Comment by zem

Comment by zem 2 days ago

11 replies

this is very much in line with the unix philosophy - it delegates formatting to ruff and simply provides a unified front end that calls out to the right specialized tool. think of it as a makefile.

zvr 2 days ago

A better example might be: in good ol' days when we were formatting with troff(1), passing arguments to the command line invoked other programs like eqn(1) and tbl(1).

zahlman 2 days ago

I don't think this is an apt (pun intended?) comparison at all.

  • d0mine 2 days ago

    One can find repos using `make format` / `make lint`/ `make typecheck` / or similar

    I remember David Beazley mentioning that code with Makefiles were relatively easier to analyze based on ~Terabyte of C++ code and no internet connection (pycon 2014) https://youtube.com/watch?v=RZ4Sn-Y7AP8

    • Kwpolska 2 days ago

      That `make format` command was not defined by the Make developers, but by the team using Make in their project.
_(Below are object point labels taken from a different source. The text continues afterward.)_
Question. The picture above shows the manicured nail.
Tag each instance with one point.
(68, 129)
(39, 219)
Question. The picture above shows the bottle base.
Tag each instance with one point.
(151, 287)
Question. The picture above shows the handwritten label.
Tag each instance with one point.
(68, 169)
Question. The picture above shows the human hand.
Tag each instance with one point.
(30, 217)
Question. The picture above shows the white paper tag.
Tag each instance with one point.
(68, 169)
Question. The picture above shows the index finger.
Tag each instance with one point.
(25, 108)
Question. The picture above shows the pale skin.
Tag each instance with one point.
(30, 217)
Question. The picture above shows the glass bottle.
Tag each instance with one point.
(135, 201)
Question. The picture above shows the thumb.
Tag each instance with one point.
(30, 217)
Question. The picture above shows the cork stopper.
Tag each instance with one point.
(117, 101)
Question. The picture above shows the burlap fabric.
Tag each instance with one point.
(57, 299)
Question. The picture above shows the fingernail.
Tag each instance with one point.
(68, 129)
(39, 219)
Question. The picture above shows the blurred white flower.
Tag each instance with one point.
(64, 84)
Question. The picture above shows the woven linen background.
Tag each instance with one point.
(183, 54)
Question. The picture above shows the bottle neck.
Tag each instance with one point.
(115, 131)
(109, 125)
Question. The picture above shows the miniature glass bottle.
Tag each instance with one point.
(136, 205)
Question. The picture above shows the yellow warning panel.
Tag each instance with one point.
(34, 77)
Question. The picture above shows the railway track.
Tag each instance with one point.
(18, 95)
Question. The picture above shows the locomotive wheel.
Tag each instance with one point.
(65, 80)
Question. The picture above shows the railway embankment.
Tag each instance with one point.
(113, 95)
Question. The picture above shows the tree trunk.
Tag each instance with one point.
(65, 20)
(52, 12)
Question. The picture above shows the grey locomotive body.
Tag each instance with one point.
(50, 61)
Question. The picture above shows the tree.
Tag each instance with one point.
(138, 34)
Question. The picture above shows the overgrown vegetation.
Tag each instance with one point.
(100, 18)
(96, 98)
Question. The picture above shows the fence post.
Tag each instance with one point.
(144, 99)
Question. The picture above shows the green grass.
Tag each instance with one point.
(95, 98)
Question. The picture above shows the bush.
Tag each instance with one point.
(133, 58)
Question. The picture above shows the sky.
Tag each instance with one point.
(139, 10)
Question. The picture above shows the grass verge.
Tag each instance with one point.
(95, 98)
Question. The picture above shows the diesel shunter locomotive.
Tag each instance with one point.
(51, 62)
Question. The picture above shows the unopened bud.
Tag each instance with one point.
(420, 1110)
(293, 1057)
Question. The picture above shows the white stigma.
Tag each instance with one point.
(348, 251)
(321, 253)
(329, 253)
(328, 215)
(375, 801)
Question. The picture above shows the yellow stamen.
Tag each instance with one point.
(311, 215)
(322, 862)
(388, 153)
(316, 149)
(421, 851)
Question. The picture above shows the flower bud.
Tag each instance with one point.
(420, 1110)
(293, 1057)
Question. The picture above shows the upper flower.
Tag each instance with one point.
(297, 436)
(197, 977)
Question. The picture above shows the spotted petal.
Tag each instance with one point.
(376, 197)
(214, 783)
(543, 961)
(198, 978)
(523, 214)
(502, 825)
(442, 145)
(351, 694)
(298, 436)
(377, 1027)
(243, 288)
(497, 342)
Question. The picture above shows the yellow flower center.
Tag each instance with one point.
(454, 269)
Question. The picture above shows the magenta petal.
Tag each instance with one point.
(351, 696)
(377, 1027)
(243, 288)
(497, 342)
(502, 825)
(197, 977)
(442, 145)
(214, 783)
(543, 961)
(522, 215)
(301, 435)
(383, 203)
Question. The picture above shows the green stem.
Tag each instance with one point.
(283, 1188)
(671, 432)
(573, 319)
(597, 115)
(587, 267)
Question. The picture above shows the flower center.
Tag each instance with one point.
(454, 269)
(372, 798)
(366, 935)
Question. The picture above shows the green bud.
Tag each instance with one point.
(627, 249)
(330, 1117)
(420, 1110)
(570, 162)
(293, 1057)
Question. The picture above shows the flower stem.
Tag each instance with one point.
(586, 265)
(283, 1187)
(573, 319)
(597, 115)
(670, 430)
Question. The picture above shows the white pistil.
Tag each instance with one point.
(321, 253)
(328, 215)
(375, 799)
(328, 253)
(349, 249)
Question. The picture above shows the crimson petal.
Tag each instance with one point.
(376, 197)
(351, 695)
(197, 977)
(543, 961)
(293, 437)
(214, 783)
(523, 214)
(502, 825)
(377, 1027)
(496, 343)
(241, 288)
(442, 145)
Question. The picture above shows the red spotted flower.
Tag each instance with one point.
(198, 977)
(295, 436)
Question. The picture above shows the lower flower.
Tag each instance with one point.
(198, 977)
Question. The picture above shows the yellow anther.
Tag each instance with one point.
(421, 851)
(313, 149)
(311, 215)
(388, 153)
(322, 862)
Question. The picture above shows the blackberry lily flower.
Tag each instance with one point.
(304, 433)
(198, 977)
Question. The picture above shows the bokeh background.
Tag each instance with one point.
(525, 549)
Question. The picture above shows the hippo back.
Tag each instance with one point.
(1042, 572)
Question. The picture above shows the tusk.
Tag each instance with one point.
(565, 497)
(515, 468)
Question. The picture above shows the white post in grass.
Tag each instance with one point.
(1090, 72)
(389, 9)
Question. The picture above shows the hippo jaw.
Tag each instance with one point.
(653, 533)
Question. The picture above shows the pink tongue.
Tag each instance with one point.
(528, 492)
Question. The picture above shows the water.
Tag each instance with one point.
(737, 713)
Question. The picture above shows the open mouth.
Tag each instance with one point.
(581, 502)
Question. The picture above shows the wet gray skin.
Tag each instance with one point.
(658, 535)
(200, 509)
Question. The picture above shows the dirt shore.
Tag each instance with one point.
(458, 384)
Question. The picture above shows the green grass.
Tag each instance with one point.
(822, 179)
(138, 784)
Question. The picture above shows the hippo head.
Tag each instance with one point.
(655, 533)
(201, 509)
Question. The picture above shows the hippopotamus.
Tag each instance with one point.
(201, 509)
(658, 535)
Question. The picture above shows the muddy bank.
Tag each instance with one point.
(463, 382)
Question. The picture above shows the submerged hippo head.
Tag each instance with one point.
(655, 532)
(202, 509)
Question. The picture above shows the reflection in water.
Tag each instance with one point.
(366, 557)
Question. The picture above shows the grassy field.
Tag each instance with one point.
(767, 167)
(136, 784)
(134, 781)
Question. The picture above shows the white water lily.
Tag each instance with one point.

They picked their favorite formatter and defined a shortcut. In this case, the uv developers are forcing the command on everyone, and they're using it to cross-promote their own formatting tool.

      • Hendrikto 2 days ago

        They are not forcing anything on anyone. You can decide to never run `uv format` and ruff won’t even be installed.

        You can use uv without ruff. You can use ruff without uv. You can invoke ruff yourself if that’s what you want. Or use any other formatter.

        I don’t think I understand what your complaint is.

      • asa400 2 days ago

        Other people having an opinion and creating their own software project to implement it is not “forcing” anyone to do anything.

        The inverse would be no one is allowed to create any projects that you don’t personally agree with.

      • wiseowise a day ago

        Nobody is forcing you to use anything. Feel free to ignore it and use whatever flavor you like.

zelphirkalt 2 days ago

If I want to call ruff, I can do so myself. Why should I want to call it through uv?

  • woodruffw 2 days ago

    If you want to call ruff directly, this doesn't change anything. It's a purely optional feature.

    However, to answer the question generally: people want this for the same reason that most people call `cargo fmt` instead of running rustfmt[1] directly: it's a better developer experience, particularly if you don't already think of code formatting as an XY-type problem ("I want to format my code, and now I have to discover a formatter" versus "I want to format my code, and my tool already has that").

    [1]: https://github.com/rust-lang/rustfmt

  • wiseowise a day ago

    Some of us prefer well packaged tool that does everything instead of stitching together bazillions of dependencies.

    • zelphirkalt a day ago

      Or maybe some prefer random versions of dependencies being downloaded and running over our code?